En esas condiciones, la derecha asociada a otros poderes fácticos, en particular los mediáticos, han decidido que lo mejor es adoptar una fórmula que en el futuro permita la restauración del principio de autoridad del gobierno, devolviendo al César lo que es del César, pero asegurándose de que en el orden moral la última palabra la dicte la Iglesia católica, que ya ha recorrido un largo trecho para definir la libertad religiosa como un derecho humano que el Estado debe promover.
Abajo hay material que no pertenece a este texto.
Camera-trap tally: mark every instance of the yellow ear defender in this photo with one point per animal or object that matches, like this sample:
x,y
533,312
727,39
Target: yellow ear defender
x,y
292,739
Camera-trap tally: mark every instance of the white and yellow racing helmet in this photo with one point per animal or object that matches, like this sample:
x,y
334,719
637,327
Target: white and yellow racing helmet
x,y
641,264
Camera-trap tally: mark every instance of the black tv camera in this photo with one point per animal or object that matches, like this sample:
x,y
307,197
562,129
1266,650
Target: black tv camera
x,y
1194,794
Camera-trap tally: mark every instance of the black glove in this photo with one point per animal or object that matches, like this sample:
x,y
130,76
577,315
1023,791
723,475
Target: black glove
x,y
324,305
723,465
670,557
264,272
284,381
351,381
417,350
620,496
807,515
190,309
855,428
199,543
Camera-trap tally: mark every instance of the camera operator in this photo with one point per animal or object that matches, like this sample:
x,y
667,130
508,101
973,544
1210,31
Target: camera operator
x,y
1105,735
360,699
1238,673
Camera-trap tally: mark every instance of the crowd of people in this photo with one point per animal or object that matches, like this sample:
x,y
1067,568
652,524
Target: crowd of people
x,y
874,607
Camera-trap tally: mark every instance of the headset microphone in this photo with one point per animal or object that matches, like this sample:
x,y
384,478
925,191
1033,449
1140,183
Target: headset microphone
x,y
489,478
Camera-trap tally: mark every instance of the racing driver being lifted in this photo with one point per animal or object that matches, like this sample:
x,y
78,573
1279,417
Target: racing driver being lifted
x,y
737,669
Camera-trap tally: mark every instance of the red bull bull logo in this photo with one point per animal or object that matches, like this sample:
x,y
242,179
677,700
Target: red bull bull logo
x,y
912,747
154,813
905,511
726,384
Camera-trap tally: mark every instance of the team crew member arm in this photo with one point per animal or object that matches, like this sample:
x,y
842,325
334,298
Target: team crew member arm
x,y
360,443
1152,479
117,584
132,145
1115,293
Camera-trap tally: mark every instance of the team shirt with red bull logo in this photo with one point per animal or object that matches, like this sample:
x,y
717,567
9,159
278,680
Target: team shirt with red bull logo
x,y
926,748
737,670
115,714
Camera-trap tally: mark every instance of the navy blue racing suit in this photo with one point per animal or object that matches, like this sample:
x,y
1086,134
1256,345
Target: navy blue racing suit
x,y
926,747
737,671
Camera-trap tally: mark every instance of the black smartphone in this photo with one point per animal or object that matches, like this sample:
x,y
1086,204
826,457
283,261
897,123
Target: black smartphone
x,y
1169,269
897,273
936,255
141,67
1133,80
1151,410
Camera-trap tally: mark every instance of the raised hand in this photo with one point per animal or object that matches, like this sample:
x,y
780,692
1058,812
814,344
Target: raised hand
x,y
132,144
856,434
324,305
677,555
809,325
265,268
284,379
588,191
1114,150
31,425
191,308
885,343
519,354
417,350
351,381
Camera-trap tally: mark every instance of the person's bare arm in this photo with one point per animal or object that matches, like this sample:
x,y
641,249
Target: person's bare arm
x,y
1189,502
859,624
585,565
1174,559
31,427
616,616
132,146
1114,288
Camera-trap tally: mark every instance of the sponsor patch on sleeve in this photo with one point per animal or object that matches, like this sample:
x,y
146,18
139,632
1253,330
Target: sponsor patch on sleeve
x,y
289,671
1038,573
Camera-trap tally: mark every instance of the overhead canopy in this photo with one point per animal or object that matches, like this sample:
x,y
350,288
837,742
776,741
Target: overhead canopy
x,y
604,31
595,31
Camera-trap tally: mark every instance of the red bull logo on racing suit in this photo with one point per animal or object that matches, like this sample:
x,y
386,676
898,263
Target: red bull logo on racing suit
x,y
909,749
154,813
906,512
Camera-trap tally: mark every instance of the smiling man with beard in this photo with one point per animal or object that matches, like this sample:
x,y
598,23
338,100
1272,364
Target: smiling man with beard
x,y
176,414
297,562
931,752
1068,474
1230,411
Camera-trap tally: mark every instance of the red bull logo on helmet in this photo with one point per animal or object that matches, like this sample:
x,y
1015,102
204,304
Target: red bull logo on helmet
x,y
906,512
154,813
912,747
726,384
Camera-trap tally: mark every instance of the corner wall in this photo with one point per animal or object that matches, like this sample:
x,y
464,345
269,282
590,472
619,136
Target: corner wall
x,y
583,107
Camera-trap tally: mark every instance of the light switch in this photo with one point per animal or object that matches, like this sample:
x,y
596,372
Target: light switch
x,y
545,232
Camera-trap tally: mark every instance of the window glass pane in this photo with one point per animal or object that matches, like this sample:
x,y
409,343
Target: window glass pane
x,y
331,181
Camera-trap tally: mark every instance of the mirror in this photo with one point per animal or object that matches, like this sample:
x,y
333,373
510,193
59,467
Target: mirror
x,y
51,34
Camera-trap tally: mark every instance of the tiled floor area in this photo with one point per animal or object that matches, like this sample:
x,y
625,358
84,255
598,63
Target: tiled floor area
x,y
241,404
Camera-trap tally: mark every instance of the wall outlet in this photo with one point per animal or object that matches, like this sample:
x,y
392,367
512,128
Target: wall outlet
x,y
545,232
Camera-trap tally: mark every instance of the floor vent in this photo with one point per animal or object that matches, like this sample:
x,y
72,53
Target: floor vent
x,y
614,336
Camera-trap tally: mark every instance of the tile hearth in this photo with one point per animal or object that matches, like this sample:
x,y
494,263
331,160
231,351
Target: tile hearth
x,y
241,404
En esa ruta, son posibles y necesarias las alianzas directas entre las fuerzas políticas que se alejen del laicismo convencional, vale decir, constitucional, al que identifican como expresión transnochada del jacobinismo liberal.

En esa gran operación, la relación con el PRI –que también busca restaurar su propio poder (exprimiendo el realismo hasta la claudicación ideológica)– es indispensable. Peña Nieto es para al menos un sector de la jerarquía un aprovechable garbanzo de a libra: formado en la universidad del Opus Dei, heredero de un poderoso grupo del sistema vinculado a los grandes negocios, ofrece la imagen que la mercadotecnia puede modelar a su antojo: la de un político gatopardiano, joven, moderno, dispuesto a ejercer el poder en el estilo y las formas del viejo presidencialismo, pero también a defender una visión de la identidad nacional que mucho le debe a la idea guadalupana de la nación. Habrá que preguntarle a la sociedad qué piensa de éstos juegos de poder.